The second question is at what point a human can claim copyright protection for works created with the (heavy) use of an AI system. The US Copyright Office in March 2023 clarified in new guidance that it is in principle possible for authors to receive copyright protections for works created using an AI system. The Office stresses, however, that the work is the claiming author’s “own original mental conception, to which [the author] gave visible form”. Put differently, publishing machine-generated works cannot receive copyright unless the author provides sufficient value added through own interpretation and re-arrangement.
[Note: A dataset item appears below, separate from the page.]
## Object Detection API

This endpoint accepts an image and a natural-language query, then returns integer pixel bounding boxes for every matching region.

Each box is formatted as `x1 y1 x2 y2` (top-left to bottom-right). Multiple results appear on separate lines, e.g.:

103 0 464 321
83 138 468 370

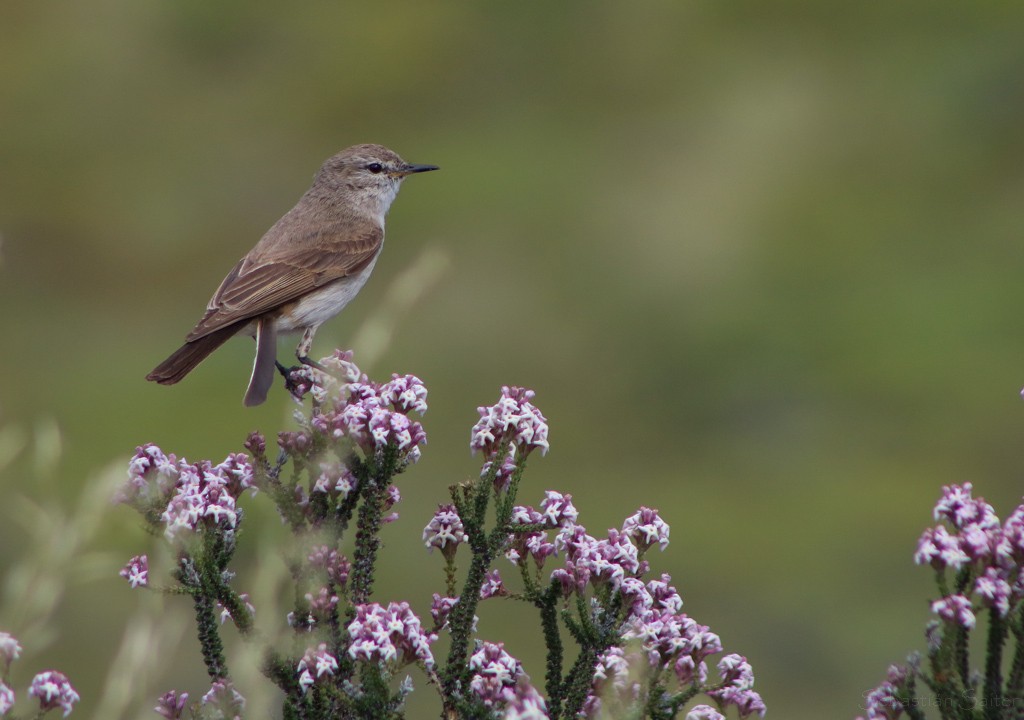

While intuitively understandable, this is a line that may become increasingly blurred with more sophisticated prompting. Arguably, the article received in response to a simple prompt fails the US Office’s test. It remains unclear whether a sophisticated multi-stage prompt that attaches the author’s prior work as a “style guide” will require many alterations to qualify as their own work.
Failure to reach an international consensus on the inclusion of copyright protected materials in training data or the eligibility for copyright protection may have unintended fragmentary consequences. For AI developers, jurisdictions such as Japan may be more attractive for the design and training of generative AI systems that benefit from access to copyright materials. For all authors, whether or not their works can be turned into artificial competition may severely affect their livelihoods. For creators using AI tools, differing positions on the appropriate safeguards against copyright infringement may raise liability risks. For consumers of protected works in turn, it may mean that authors stop the local dissemination of their works over concerns about their inclusion into generative AI systems that compete with their output.